The US Open series also involves other hard court tournaments across the continent and it is interesting to note who are the players to watch out for. With Federer and Djokovic only playing the Cincinnati Masters prior to the US Open, there are definitely other crowd pullers on the tour, and some encouraging wins will bode well for them going into the major.
Among the next generation of tennis stars, the obvious names that come to mind are Dominic Thiem, Alexander Zverev and Stefanos Tsitsipas. Thiem and Zverev are wrapping up their clay court duties before heading to the hard courts, while Tsitsipas is just getting started as the number one seed at the Washington DC ATP 500 next week.
Zverev has had a below average year by his recent standards, and a considerable amount of off-court issues and concerns. It remains to be seen how well he can handle these and going by his track record of late, it can get challenging to balance such matters.
Both Thiem and Tsitsipas,(and especially Thiem) will like to believe that they have a realistic chance at a strong hard court season. They are probably among the best contenders right behind the ‘Big Three’.
Thiem has had another phenomenal clay court season and managed his schedule better this year, taking the necessary time off and much needed rest and recovery times. If his quarter-final showing against Nadal last year at the US Open and winning the Indian Wells Masters trophy this year are any indication, he is definitely one with all that is needed to excel on the outdoor hard courts this August.
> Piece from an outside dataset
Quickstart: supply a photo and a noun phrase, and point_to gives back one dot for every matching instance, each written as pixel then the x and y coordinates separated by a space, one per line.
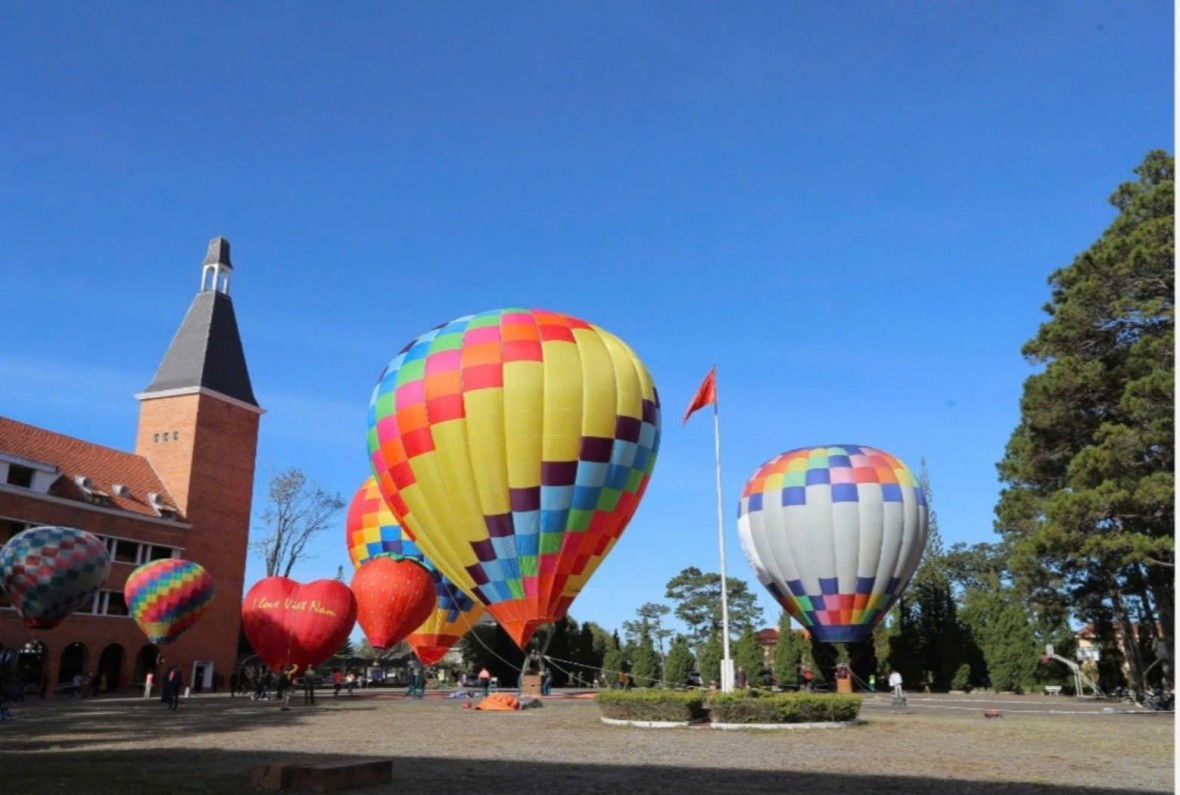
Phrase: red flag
pixel 706 394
Tsitsipas has already played a lot of tennis this year and while he comes from a disappointing grass court season, he has exhibited strong form on both the hard courts and clay earlier this year. While it may still be a little early for him to be a contender to win a major, a few strong weeks on the hard courts will definitely make him one to avoid in the draw in New York.
The rest of the ‘Next Gen’ has shown intermittent signs of promise but none too strong to be a real contender at Montreal, Cincinnati or New York. The likes of Frances Tiafoe and Denis Shapovalov, while impressive in bits, have not managed to live up to potential and are yet to show signs of maturity and consistency.
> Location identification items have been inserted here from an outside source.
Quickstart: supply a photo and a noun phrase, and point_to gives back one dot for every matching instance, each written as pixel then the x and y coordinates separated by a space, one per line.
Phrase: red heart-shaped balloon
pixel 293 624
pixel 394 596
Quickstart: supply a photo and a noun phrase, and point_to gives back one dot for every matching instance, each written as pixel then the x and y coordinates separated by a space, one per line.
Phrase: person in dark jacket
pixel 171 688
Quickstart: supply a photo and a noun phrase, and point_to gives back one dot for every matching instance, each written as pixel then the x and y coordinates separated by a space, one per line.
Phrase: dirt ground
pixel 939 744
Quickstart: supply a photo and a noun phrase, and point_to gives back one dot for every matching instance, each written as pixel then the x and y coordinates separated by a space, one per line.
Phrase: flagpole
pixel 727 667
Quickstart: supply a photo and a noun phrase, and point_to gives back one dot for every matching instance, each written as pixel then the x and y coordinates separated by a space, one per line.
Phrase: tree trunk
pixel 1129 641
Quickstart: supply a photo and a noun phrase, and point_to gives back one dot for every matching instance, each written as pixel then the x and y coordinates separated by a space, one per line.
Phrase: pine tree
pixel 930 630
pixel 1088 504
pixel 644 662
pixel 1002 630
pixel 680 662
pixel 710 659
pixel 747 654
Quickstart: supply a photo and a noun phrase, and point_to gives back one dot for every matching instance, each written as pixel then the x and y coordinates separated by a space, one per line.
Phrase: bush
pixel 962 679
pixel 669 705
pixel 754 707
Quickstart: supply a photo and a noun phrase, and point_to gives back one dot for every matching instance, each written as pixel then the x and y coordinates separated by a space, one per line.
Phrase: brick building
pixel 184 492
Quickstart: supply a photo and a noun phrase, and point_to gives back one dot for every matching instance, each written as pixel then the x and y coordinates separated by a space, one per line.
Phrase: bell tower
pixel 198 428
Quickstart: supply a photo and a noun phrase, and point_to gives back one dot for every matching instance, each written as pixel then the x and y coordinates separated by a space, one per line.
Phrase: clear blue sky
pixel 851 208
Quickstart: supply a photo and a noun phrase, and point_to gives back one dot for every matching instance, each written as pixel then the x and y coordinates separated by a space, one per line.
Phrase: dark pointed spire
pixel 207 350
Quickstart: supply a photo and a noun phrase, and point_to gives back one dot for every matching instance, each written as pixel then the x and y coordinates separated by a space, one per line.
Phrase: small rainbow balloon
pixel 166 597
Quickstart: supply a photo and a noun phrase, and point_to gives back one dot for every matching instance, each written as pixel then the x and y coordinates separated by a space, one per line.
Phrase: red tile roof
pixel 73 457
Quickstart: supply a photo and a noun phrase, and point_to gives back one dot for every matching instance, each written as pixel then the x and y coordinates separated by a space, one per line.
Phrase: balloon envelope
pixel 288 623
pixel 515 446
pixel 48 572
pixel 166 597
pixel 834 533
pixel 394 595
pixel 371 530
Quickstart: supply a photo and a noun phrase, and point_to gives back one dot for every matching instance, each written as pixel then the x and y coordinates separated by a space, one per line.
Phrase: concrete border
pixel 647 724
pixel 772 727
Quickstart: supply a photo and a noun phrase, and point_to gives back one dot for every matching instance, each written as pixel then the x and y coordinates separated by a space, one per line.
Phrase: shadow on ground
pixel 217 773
Karen Khachanov and Daniil Medvedev especially, along with Borna Coric and Felix Auger Aliassime have displayed the ability and intent to defeat the best in the game, but will need to step it up a notch if they really are to be a force to reckon with between now and the end of the year.
Juan Martin Del Potro, out with a fractured knee will be sorely missed as he is always a strong contender on the hard courts. He will always be remembered for his 2009 US Open win defeating Nadal in the semis and Federer in the final. The Argentine was also a finalist at last year’s US Open.
The US hard courts seem to bring out the best in the likes of the big servers John Isner, Kevin Anderson and Milos Raonic among others. This time around, most of them are recovering from injuries and are short on match practice.
In addition to Thiem and Tsitsipas probably being the ones to focus on over the next six weeks aside the ‘Big Three’, a definite dark horse will be Roberto Bautista Agut. The Spaniard who is most comfortable on the hard courts and generally keeps a low profile has had the best year of his career. He has been a consistent performer throughout the year, defeating Djokovic twice, winning the ATP 250 at Doha, being a Wimbledon semi-finalist, an Australian Open quarter finalist and more.
With a solid all court game, a good return and a gritty counter-punch, Agut is definitely one to watch out for on the outdoor American hard courts. He is high on confidence and endurance and in the best form of his career.
While it it hard to not feel that the next month and a half will be largely about the ‘Big Three’, there is some very good talent on the circuit and the more they deliver, the more confident they will be when it comes to the biggest stage against the likes of Federer, Nadal and Djokovic.